With a public server, such as MIT's PGP Public Key Server, the sender can at least see more information, such as whether a key has changed. At that point, the sender can decide whether they want to trust it or not if they suspect a man in the middle attack. Apple's key server is not public, the researchers say.
"The biggest problem here is you just cannot control that the public key you are using when you are ciphering the message is really the key of your recipient and not, for example, the public key of some guy in Apple," Cattiaux said.
Cattiaux's fellow researcher, who goes by the name GG, added that: "In Apple's case, it's that they give the key and nobody can really know if it's a substitute or anything like that. In fact, it's a matter of trust. It's a real problem for users."
People generally can't assess or control of the risks of cloud-based services since the data is maintained on systems that can't be audited, said Paul Kocher, president and chief scientist of Cryptography Research.
"In practice, iMessage is only as secure as Apple chooses to make it, but it isn't fair to criticize Apple too heavily since other services aren't better (and most are worse)," Kocher said via email.
iMessage's cryptograpy itself is solid, but it's been clear that Apple controlled the distribution of public keys, wrote Matthew D. Green, an assistant research professor in the Department of Computer Science at Johns Hopkins University, in an email.
"They've insisted to their customers that messages were encrypted 'end to end' and that they couldn't read the messages," Green wrote. "This is all technically true, but at the same time they know perfectly well that this could change easily if they wanted to misbehave. They just chose to be misleading."
Cattiaux said there's also no way to detect man-in-the-middle attacks by analyzing an iOS device. iOS does not store the public keys it uses for iMessage, so it's impossible to see if a key has suddenly been switched and, ultimately, where the iMessage is routed.
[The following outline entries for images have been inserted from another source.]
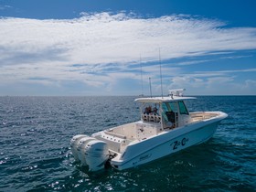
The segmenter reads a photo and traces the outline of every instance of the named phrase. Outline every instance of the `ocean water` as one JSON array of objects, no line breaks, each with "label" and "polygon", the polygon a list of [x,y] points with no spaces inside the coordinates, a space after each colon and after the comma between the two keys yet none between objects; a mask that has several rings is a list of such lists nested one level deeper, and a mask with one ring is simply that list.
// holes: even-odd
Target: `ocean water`
[{"label": "ocean water", "polygon": [[75,163],[72,136],[139,120],[134,99],[0,97],[0,191],[255,191],[255,96],[187,102],[229,114],[205,144],[121,172]]}]

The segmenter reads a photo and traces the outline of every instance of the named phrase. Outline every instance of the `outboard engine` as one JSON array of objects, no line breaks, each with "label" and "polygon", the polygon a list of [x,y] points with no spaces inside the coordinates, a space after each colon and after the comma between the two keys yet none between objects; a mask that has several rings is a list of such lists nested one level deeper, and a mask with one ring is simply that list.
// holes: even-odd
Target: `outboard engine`
[{"label": "outboard engine", "polygon": [[95,138],[87,136],[87,137],[81,138],[78,143],[78,145],[77,145],[78,157],[79,157],[79,160],[81,162],[81,165],[87,165],[86,161],[85,161],[85,153],[84,153],[86,144],[92,140],[95,140]]},{"label": "outboard engine", "polygon": [[78,144],[79,144],[79,141],[81,138],[86,138],[86,137],[89,137],[89,136],[87,136],[85,134],[78,134],[78,135],[73,136],[73,138],[70,141],[71,152],[72,152],[76,161],[80,161],[79,155],[78,155]]},{"label": "outboard engine", "polygon": [[100,140],[89,142],[86,144],[84,154],[89,171],[98,171],[104,168],[105,163],[109,159],[108,145]]}]

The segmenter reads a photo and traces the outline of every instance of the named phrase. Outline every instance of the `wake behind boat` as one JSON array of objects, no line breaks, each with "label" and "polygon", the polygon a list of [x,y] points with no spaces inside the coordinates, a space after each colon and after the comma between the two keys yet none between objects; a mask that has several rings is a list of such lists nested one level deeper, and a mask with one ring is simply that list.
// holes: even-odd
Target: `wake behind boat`
[{"label": "wake behind boat", "polygon": [[123,170],[143,165],[189,146],[207,142],[219,122],[222,112],[189,112],[184,89],[169,91],[167,97],[138,98],[141,120],[71,139],[76,161],[97,171],[111,165]]}]

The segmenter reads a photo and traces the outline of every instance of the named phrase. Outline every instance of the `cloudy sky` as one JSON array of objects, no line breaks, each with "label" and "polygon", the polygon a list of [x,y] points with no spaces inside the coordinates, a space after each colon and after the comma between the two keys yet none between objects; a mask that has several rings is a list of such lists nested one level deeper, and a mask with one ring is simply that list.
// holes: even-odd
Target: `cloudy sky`
[{"label": "cloudy sky", "polygon": [[[254,0],[0,0],[1,95],[256,95]],[[143,83],[142,83],[143,82]]]}]

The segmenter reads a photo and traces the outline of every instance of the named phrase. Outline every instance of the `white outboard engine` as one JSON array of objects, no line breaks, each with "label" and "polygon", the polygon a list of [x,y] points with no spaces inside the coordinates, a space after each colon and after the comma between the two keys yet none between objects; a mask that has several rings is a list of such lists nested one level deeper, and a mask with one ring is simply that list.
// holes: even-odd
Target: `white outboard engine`
[{"label": "white outboard engine", "polygon": [[85,161],[89,165],[89,171],[98,171],[104,168],[109,159],[108,145],[105,142],[92,140],[86,144]]},{"label": "white outboard engine", "polygon": [[78,151],[78,157],[79,157],[79,160],[81,162],[81,165],[86,165],[86,161],[85,161],[85,148],[86,148],[86,145],[89,142],[92,141],[92,140],[96,140],[95,138],[93,137],[83,137],[81,138],[79,143],[78,143],[78,145],[77,145],[77,151]]},{"label": "white outboard engine", "polygon": [[78,144],[81,138],[86,138],[86,137],[89,137],[89,136],[87,136],[85,134],[78,134],[78,135],[73,136],[73,138],[70,141],[71,152],[72,152],[76,161],[80,161],[79,155],[78,155]]}]

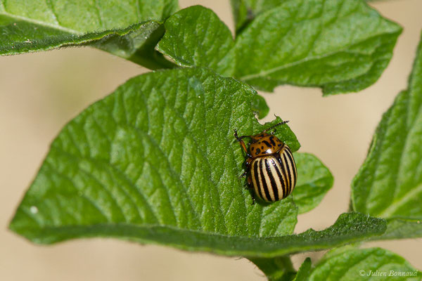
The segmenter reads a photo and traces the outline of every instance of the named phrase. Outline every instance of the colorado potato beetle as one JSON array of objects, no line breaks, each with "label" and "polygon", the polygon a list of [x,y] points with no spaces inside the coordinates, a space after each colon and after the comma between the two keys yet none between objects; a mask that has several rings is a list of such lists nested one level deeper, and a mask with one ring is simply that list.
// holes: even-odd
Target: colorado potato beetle
[{"label": "colorado potato beetle", "polygon": [[[253,188],[255,194],[264,201],[271,202],[288,197],[296,184],[298,171],[290,148],[274,135],[267,133],[277,126],[283,125],[284,121],[253,136],[238,136],[234,130],[234,136],[246,152],[246,171],[243,176],[248,175],[248,185]],[[244,138],[250,138],[249,151],[243,142]],[[255,202],[255,197],[252,194]]]}]

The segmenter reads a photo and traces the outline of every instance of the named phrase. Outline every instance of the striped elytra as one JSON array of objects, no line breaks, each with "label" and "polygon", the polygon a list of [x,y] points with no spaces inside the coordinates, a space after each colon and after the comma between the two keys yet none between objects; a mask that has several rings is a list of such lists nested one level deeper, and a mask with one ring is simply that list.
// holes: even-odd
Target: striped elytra
[{"label": "striped elytra", "polygon": [[255,194],[264,201],[275,202],[288,197],[296,184],[298,172],[290,148],[250,162],[250,179]]},{"label": "striped elytra", "polygon": [[[266,202],[276,202],[288,197],[296,185],[298,171],[290,148],[273,133],[266,131],[286,124],[280,122],[253,136],[234,136],[248,155],[246,171],[248,185],[255,194]],[[249,151],[243,140],[250,138]],[[255,202],[255,197],[252,196]]]}]

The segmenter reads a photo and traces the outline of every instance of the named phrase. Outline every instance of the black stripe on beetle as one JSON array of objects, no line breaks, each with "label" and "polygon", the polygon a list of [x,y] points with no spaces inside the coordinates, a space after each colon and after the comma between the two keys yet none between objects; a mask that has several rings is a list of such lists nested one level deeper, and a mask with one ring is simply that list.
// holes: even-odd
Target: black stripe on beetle
[{"label": "black stripe on beetle", "polygon": [[[296,185],[298,171],[290,148],[276,136],[267,133],[277,126],[287,123],[280,122],[257,135],[234,136],[248,155],[248,182],[255,194],[267,202],[276,202],[288,197]],[[243,140],[250,138],[249,152]],[[262,144],[267,147],[262,148]],[[254,197],[255,200],[255,197]],[[255,202],[255,201],[254,201]]]}]

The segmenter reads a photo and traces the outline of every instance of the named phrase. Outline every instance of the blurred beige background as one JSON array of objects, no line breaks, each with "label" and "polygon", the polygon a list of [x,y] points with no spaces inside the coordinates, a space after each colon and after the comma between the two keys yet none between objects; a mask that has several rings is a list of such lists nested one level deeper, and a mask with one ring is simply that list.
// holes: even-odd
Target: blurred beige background
[{"label": "blurred beige background", "polygon": [[[233,30],[229,0],[180,0],[211,8]],[[378,81],[359,93],[322,98],[316,89],[280,86],[264,93],[273,114],[290,120],[301,151],[317,155],[335,177],[333,189],[312,211],[299,216],[296,232],[331,225],[347,211],[350,184],[364,161],[376,124],[407,87],[422,30],[422,1],[373,3],[404,30]],[[263,280],[245,259],[191,254],[114,240],[32,244],[7,230],[18,203],[65,122],[94,101],[146,70],[91,48],[0,58],[0,280]],[[333,133],[335,132],[335,133]],[[371,243],[422,269],[422,239]],[[310,253],[318,258],[321,252]],[[298,266],[309,254],[293,257]]]}]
Cryptography expert Moxie Marlinspike, who was not involved in the research, said another attack scenario is possible. More than one Apple device can be linked to an iMessage account. So a device that is sending a message grabs several public keys in order to copy the message across the user's iPhone and iPad, for example.
"This makes interception on Apple's behalf even easier, since they don't technically need to perform a strict 'man in the middle' attack," Marlinspike said via email. "They can just add their own key to the list, and the sender will encrypt a copy directly to Apple in addition to the copy that gets sent normally."
A solution for Apple would be to store public keys locally in a protected database within iOS, as then the keys could be compared, Cattiaux said. As part of their presentation, the researchers released an application, "MITM Protect," for jailbroken devices that allows for such a comparison.
Trusting someone to manage keys on your behalf is no more secure than trusting them with plain, unencrypted text, Marlinspike said. "iMessage isn't really 'end-to-end' encryption in the sense that phrase intends to convey."